Amerikalılar İnternet’te bir site
açmışlar, adı “Bok Şehri”. Ve bu siteye girdiğinizde,
bok yiyen insanların, bok yiyen genç kızların resimlerini görürsünüz.
İnanmayanlara sitenin adresini veriyorum: www.shitcity.com
Yalnız, kusmadan izleyebilmeniz için gerekli önlemleri
almanızı da öneriyorum!
Bol “bok”lu Amerikan
kültürünün önemli uzantıları olan Amerikan filmlerini İngilizce dilinde
seyredenler, en aşağılık küfürlerin yanında çok sık olarak “bok”

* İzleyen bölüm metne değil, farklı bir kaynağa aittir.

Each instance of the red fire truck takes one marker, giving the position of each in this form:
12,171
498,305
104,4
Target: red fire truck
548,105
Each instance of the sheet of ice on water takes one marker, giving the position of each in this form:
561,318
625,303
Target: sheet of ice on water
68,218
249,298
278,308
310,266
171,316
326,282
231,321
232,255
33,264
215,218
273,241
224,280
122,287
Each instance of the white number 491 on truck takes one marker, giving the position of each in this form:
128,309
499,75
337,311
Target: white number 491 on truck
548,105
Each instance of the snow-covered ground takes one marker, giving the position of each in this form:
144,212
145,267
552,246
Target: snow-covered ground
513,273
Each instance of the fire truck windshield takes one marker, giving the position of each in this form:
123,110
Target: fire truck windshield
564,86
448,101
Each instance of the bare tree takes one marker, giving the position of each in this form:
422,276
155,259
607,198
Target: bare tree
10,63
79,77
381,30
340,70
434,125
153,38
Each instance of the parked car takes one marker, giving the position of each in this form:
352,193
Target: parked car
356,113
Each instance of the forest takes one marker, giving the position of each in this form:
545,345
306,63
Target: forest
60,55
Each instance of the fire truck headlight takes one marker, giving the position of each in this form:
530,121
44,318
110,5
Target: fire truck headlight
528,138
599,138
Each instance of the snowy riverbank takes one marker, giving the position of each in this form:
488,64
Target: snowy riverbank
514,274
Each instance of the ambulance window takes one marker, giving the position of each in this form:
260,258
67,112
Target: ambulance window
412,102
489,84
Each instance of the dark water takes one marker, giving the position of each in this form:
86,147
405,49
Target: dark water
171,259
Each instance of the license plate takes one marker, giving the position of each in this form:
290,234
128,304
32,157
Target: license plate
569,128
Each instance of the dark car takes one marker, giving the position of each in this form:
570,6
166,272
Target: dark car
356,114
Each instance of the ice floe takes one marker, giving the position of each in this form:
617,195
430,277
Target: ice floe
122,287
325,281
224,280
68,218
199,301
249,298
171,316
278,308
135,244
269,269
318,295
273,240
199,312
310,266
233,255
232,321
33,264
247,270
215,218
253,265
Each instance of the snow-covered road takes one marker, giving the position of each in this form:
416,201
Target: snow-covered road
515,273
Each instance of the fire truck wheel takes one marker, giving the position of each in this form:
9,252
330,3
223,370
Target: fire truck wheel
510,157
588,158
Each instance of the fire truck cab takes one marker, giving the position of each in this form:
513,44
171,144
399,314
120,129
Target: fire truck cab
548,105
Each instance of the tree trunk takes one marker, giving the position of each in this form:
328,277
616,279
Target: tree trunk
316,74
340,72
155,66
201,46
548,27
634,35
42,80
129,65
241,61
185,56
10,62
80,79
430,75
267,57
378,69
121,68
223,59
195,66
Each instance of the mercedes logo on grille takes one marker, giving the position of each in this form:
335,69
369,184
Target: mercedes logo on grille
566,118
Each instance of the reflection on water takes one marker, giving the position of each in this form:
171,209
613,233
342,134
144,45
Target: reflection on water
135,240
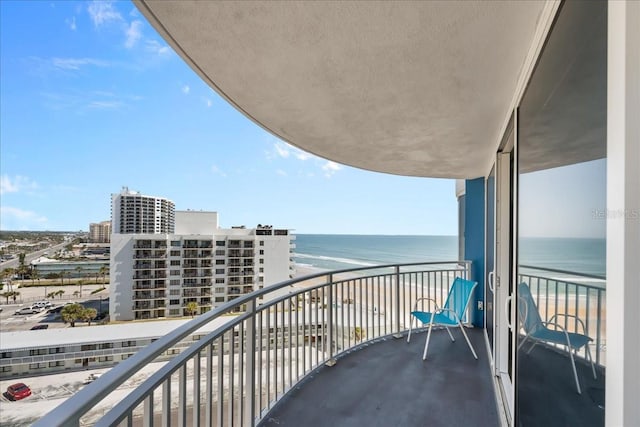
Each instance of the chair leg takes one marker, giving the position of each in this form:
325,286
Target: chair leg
468,342
426,345
593,368
450,335
410,327
575,373
524,340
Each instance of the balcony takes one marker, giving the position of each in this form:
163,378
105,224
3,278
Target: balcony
327,348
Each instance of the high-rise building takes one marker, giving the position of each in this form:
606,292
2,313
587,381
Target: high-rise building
158,275
100,232
132,212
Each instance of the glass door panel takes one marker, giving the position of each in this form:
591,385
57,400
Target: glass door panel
561,182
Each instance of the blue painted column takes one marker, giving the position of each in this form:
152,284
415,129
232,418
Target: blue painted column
474,245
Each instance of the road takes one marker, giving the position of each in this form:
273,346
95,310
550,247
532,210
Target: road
13,263
10,322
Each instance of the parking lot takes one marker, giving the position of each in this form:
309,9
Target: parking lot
10,322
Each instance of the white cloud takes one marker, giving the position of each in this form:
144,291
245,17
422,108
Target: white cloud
330,168
71,23
216,170
12,215
77,63
105,105
133,34
103,12
16,184
155,46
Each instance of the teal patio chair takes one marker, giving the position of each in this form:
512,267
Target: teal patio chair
450,315
538,331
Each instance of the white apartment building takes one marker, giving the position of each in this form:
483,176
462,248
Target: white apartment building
158,275
100,232
132,212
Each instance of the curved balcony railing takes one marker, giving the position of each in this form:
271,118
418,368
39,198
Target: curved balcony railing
236,373
578,294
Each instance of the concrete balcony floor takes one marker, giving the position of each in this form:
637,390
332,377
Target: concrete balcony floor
388,384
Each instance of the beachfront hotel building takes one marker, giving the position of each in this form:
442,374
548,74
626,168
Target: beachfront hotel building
533,105
100,232
132,212
157,275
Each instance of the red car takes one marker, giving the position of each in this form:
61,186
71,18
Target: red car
18,391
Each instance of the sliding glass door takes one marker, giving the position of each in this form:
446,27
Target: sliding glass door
561,215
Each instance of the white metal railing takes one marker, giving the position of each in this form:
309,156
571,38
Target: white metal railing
279,335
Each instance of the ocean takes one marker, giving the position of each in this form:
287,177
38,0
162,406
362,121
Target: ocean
338,251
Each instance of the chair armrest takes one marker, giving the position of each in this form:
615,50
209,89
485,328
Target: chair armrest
559,326
442,310
415,305
584,330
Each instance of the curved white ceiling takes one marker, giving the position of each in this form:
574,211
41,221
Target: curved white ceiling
409,88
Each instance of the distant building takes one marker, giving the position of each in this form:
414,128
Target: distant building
132,212
158,275
100,232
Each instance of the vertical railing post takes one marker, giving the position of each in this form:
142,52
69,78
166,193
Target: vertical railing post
250,372
398,333
328,319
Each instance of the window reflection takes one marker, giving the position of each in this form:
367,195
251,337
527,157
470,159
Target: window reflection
561,237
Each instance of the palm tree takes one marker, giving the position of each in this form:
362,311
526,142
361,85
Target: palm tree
78,271
80,283
72,312
103,272
192,308
22,268
7,295
8,273
89,314
35,275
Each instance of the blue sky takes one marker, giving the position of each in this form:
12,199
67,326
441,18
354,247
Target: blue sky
92,99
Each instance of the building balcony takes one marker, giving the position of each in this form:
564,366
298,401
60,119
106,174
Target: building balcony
335,352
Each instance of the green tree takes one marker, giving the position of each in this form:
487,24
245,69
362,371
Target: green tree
103,272
8,274
192,308
21,267
89,314
80,283
35,276
71,313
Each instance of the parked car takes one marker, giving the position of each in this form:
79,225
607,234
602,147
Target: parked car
43,304
29,310
18,391
92,377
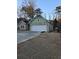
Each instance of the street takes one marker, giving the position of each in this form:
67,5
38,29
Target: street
44,46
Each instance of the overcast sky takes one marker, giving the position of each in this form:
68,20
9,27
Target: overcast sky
47,6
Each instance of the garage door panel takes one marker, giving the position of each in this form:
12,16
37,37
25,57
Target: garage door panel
39,28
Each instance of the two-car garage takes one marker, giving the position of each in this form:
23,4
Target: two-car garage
39,28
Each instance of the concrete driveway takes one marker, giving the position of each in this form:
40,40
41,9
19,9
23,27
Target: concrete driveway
23,36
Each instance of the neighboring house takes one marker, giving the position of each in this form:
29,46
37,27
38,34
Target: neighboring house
39,24
22,24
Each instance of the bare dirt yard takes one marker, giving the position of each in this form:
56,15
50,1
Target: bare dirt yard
44,46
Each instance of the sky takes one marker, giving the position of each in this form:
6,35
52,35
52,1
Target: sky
47,6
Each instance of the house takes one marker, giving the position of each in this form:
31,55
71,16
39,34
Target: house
22,24
39,24
50,25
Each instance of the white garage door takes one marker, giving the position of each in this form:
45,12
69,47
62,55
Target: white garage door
39,28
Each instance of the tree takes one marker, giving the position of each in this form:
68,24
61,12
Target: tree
38,11
29,9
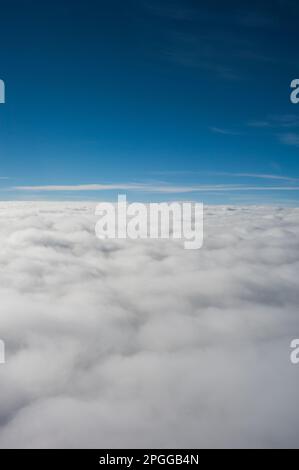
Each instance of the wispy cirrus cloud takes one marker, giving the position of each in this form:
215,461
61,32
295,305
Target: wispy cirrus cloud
220,130
290,138
150,188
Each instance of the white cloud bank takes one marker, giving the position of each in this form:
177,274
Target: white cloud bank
145,344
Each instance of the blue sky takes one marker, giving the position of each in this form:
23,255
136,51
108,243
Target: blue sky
157,99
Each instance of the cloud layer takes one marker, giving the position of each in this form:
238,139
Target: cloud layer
143,343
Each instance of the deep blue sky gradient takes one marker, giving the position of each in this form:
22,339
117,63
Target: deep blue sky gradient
160,92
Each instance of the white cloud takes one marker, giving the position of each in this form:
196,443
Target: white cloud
143,343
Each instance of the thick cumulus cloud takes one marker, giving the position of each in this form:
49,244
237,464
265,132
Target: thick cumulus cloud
145,344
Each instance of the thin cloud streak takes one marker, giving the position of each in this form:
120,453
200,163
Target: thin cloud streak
154,188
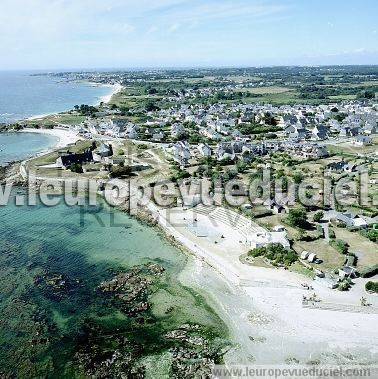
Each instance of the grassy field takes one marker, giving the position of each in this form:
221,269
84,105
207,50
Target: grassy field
267,90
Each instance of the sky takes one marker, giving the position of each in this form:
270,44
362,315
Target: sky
62,34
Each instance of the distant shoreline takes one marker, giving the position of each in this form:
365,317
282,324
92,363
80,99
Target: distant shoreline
115,88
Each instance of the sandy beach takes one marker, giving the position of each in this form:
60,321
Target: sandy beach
65,137
263,307
114,89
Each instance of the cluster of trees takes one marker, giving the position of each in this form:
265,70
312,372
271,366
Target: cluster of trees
298,218
86,110
371,234
254,128
276,254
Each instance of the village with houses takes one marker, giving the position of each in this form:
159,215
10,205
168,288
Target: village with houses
173,138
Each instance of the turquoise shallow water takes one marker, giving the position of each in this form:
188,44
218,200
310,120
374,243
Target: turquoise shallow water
18,146
23,95
46,332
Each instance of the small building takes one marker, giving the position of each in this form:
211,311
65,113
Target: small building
347,272
67,159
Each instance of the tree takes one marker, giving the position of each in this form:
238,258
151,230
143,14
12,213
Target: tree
297,217
318,216
297,177
276,253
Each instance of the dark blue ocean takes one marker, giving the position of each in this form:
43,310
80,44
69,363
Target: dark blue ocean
24,95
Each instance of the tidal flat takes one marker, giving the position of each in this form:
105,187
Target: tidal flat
92,292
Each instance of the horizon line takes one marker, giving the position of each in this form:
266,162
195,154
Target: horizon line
178,68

sözcüğünün kullanıldığını pekiyi bilirler. Ancak, bu filmlerin Türkçe dublajlı olanlarında, galiz
küfürler ve “bok” sözcüğü Türkçeye. “lanet olsun” diye
çevrilmiştir!
Amerikan kültürünü Türk halkına
benimsetmek isteyen işbirlikçiler. Amerikan kültürünün “bok”lu yanını
gizlemek için olacak, böyle bir hileye başvurmuşlar.
Amerikan kültürünün aşırı bir
cömertlikle ürettiği “boklu” deyimler olmasa. Amerikalılar kendilerini
ifade etmek için herhalde “bok” gibi ortada kalacaklardı!